This is going to be my last post. I'm flying out of Nairobi on Monday. Wow, a lot has happened in 6 weeks - Bliss has been transformed and I feel like I have too, and Esther is facing a totally different kind of future running Bliss.
Here's a list of the things we achieved (and by we I mean me, Esther and all of you wonderful people who donated and supported me):
Set up of a chicken project including building of a hutch and purchase of chickens and feed for bringing in income from selling eggs.
Building and planting a garden with silverbeet and sukumawiki (similar stuff) for the children and the chickens.
Set up of a sewing project for school uniforms to be made, also bringing in income.
Sewing of uniforms for all the children at Bliss (they won't be completed before I leave, but here's a photo of a few of them).
Purchase of $300 worth of school supplies like books, pencils, clocks.
A swing set and slide for the playground plus some other balls and inside toys.
Purchase of about 3 months worth of food for the school.
Hired and paid 6 months of wages for someone to manage the sustainability projects (chickens and sewing) and raise funds. Plus purchase of a computer for this person and Esther to work on.
About $500 worth of misc expenses like wages and rent which really took the pressure off Esther for a while, a few treats for the children, and a small thank you bonus for the very committed teachers who work for practically nothing.

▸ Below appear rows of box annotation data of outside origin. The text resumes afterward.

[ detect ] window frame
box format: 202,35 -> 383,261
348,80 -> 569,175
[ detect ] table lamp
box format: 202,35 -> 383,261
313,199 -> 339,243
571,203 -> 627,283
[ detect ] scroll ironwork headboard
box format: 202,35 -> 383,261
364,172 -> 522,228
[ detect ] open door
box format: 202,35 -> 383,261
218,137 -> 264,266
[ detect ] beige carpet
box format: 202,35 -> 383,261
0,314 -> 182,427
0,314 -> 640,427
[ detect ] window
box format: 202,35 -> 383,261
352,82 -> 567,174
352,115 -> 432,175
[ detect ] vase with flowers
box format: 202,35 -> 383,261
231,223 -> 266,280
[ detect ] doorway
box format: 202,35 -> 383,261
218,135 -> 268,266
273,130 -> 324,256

And six months worth of lectures on business and health advice for Bliss Women. This deserves a special mention. Today I attended the first health lecture and it was amazing. The guy we have doing it is incredibly well educated and experienced, and works at the National level on health issues. The talk he gave today was an overview of all the topics he intends to talk about in the coming weeks: Cholera, TB, HIV, Typhoid, Child birth, Women's health. It turns out those African men are just as useless as I had been told before I got here. He came from such a great perspective, affirming the women and agreeing with them that their men typically came home at night with nothing to show for the day, and that the clothes on their backs, the food on their plates and the blankets they sleep under are all provided by their women's hard work while they usually don't even know where their children go to school and the women have to ask their permission to go to the hospital if they need to! I also learnt that there is only one Doctor in the whole of the Rift Valley (just Nakuru alone is a city of 4 million!), that the water supply in Kaptembwo sometimes has raw sewage in it, and that the women know that if they go outside at night, there is a high likelihood they will be raped - by their own neighbours. Apparently husbands (if they have them) sometimes stand at the door while a woman goes to the shared toilet in the compound to make sure they don't get attacked - maybe they are good for something after all! Anyway, these women were so empowered with the little knowledge they received on each subject, and with being understood by a man and recognised for their hard work. With so many uneducated, a little health and hygiene knowledge gives these women the power to protect their own families and themselves.
As an incredibly special send-off, at the last micro-finance meeting I was surprised by the 'Bliss Choir' which I didn't even know existed! It is a group of ladies who want to be part of Bliss but can't afford to be involved in the micro-finance project, so they get together and sing. They sang and danced and sang and danced and got me singing and dancing, and it was all in appreciation! They were singing that I belonged to them and was one of them. In part of it they wrapped two khangas (like sarongs) around me in the traditional style, one around my waist and one around my head and shoulders. It was so touching and humbling and of course I had to fight back the tears. I have tried to attach a video, don't know if it will work.
So on behalf of Bliss, thank you to all who contributed to this amazing effort. I will be staying in touch with them and supporting where I can, and I hope to generate some ongoing support for them from back home. I will be having a little 'show-and-tell' get together for anyone that is interested and may want to support in some way. Please let me know if you want to come. Otherwise, I can't wait to get back and show everyone the photos - back on 7th Sept!